By default, this script assumes to access to the database with username sketchperf and database name concretization. (See our GitHub page here for how to set up database.) If you are using different names, specify them:

$ ./db.py --user user_name --db db_name [...]

This script will read Sketch output files under data/ folder, but you can also specify either folder or single file(s):

$ ./db.py -d data_dir [...]
$ ./db.py (path/to/output_file)* [...]

For the experiment about back-end behaviors, similar to run.py, explicitly specify it (along with a distinct EID number):

$ ./db.py -s -e 11 [...]

If you want to see what queries this script makes, turn on the verbosity option:

$ ./db.py -v [...]

simulate.py

As a proof-of-concept, this script simulates several online concretization strategies, such as random, fixed degree, minimal time, and Wilcoxon-based statistical comparison. The calculation of expected running time is based on the empirical data in the database, especially the experiment about back-end behaviors, where SAT propagation information is recorded. If you use a different EID for that experiment (see our GitHub page here and/or db.py above), you may need to specify it.

$ ./simulate.py [-e EID]

Since the simulation depends on the empirical data in the database, similar options for the database are available:

$ ./simulate.py [--user user_name] [--db db_name]

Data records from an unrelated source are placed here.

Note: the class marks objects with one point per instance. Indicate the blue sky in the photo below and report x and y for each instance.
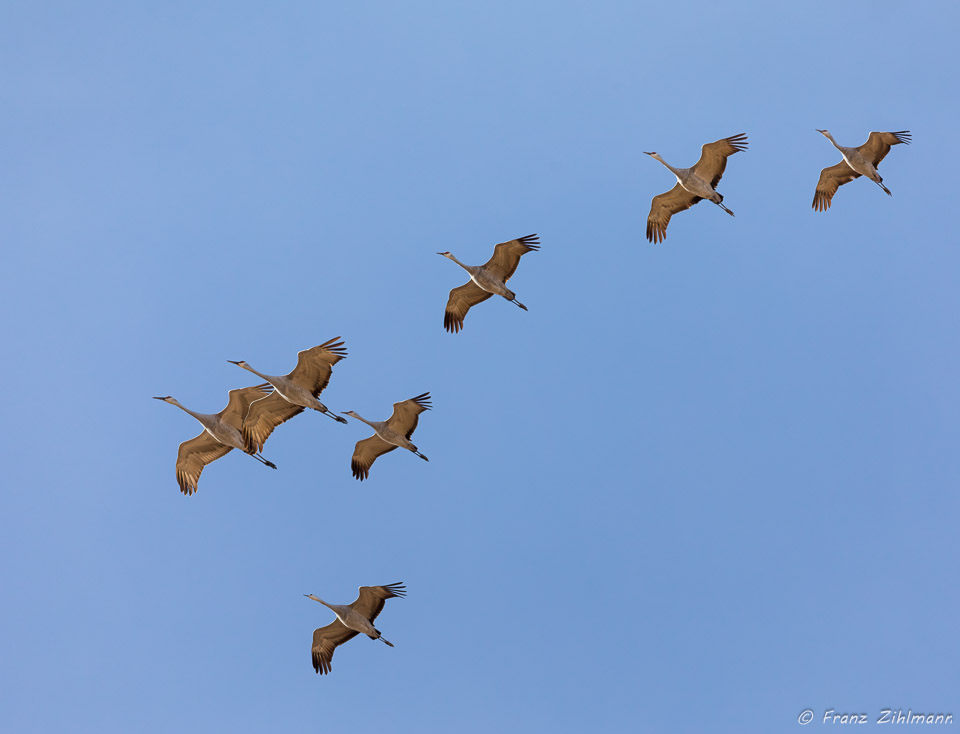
(699, 486)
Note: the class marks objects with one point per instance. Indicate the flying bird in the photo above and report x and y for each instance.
(352, 619)
(860, 161)
(389, 434)
(693, 184)
(293, 392)
(487, 279)
(221, 434)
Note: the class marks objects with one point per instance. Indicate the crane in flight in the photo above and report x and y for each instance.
(352, 619)
(388, 434)
(220, 435)
(293, 392)
(487, 280)
(860, 161)
(693, 184)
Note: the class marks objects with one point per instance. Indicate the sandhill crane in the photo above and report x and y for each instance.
(693, 184)
(221, 434)
(487, 279)
(389, 434)
(352, 619)
(860, 161)
(293, 392)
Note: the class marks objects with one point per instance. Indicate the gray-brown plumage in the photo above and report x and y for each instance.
(293, 392)
(860, 161)
(352, 619)
(693, 184)
(389, 434)
(221, 434)
(487, 280)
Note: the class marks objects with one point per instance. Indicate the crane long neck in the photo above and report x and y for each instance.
(672, 169)
(465, 267)
(268, 378)
(361, 418)
(191, 412)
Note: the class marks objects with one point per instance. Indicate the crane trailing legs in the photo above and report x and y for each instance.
(693, 184)
(389, 434)
(294, 391)
(352, 619)
(222, 432)
(860, 161)
(487, 280)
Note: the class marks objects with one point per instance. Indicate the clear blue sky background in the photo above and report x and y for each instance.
(698, 487)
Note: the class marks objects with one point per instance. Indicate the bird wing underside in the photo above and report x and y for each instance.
(371, 599)
(831, 179)
(406, 414)
(264, 416)
(713, 157)
(195, 454)
(239, 403)
(365, 453)
(325, 641)
(665, 206)
(461, 300)
(878, 145)
(506, 256)
(315, 365)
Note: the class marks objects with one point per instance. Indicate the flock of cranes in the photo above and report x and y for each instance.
(700, 181)
(253, 413)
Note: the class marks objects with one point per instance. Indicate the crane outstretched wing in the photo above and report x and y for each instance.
(878, 145)
(264, 416)
(193, 456)
(315, 365)
(406, 414)
(665, 206)
(371, 599)
(365, 453)
(325, 641)
(713, 157)
(506, 256)
(461, 300)
(831, 179)
(239, 403)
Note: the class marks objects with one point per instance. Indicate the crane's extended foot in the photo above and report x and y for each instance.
(264, 461)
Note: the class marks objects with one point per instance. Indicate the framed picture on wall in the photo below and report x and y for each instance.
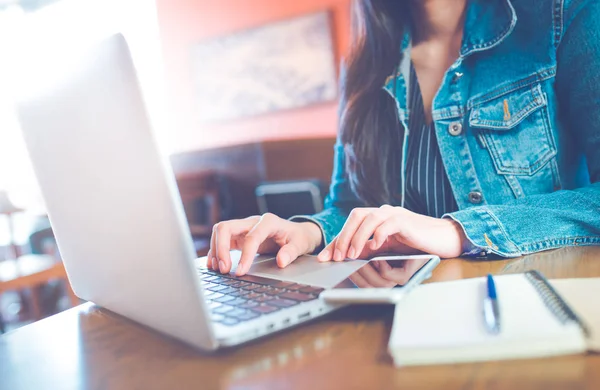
(282, 65)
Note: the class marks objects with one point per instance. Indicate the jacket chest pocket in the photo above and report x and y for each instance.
(515, 129)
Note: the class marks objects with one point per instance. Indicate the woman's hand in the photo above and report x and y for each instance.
(261, 235)
(394, 230)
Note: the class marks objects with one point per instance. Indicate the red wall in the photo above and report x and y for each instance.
(183, 23)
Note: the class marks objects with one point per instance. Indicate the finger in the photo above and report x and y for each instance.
(352, 224)
(374, 278)
(288, 253)
(212, 251)
(365, 231)
(225, 231)
(265, 228)
(359, 281)
(391, 226)
(327, 252)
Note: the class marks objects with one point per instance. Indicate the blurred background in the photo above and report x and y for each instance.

The output of this script is simulated running time, along with variance and quantiles. I.e., the smaller, the better. However, Note that it is quite tricky to simulate parallel running, so this simulation result can not guarantee the best solution.

wilcoxon.py

This script exploits two Wilcoxon tests: Wilcoxon signed-rank test and Wilcoxon rank-sum test.

Degree Comparisons

To set a good confidential cutoff (so-called p-value) and the number of samplings, this script simulates Wilcoxon signed-rank test by using Monte Carlo method: given configuration of the number of sampling and two target degrees, it will randomly pick that number of samples from the database; compare the given degrees using that sampling; and repeat this process many times. The distributions of two degrees are computed as the multiplication of running time and search space, which could be retrieved from backend data set.

Similar to simulate.py, you may need to specify your own EID if any.

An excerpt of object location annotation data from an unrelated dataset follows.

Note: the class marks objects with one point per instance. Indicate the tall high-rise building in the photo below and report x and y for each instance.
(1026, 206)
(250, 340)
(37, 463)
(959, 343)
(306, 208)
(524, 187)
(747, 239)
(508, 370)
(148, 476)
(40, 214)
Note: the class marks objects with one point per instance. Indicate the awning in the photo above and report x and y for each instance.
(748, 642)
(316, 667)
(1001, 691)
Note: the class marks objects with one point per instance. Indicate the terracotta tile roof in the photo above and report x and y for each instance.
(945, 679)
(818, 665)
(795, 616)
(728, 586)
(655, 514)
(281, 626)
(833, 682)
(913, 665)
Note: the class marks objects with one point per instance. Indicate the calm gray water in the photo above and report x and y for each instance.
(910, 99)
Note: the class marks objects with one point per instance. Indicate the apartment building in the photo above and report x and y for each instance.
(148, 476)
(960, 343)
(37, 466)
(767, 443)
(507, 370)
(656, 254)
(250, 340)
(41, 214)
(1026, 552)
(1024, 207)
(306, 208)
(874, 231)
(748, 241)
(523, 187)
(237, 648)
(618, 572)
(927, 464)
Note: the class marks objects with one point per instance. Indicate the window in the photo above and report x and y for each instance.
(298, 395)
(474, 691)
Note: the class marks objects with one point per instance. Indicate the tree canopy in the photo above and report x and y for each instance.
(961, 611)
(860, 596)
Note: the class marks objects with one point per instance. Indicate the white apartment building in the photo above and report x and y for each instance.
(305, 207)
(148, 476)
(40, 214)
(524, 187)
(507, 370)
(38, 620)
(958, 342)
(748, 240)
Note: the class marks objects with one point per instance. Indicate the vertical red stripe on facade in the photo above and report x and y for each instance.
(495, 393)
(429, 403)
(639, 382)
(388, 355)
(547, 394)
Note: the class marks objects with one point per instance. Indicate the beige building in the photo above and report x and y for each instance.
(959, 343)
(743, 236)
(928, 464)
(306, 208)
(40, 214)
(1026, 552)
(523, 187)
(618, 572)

$ ./wilcoxon.py -c degree [-e EID]

This script uses the same backend data as simulate.py does, and similar options for the database are available:

$ ./wilcoxon.py -c degree [--user user_name] [--db db_name]

Performance Comparisons

Unlike degree comparisons, which literally compare two degrees running on the same benchmark, comparing performance results running on different design choices requires different statistical test: Wilcoxon rank-sum test, not Wilcoxon signed-rank test.

To statistically compare two performance results, you should specify corresponding EIDs:

$ ./wilcoxon.py -c perf -e EID1 -e EID2

figure.py

Although tables with detailed numbers are comprehensive, those are often too verbose and not really useful for presenting the meanings in the results. This script is designed to convert raw data generated by db.py to graphs.

For the experiment about back-end behaviors, similar to run.py and db.py above, explicitly specify it (along with a distinct EID number):

$ ./figure.py -s -e 11 [...]

It will generate figures per benchmark; x-axis of those figures is various degrees, whereas y-axis is either average size of SAT formulae propagation or average time of successful cases and failure cases. Besides, it will also generate so-called vee chart that shows the idea that optimal degrees vary from benchmark to benchmark.

For the experiments about adaptive concretization and its scalability, just run the script:

$ ./figure.py [...]

It will generate two figures: the one that compares adaptive concretization against the plain Sketch, and the other that contrasts adaptive concretization with different numbers of cores.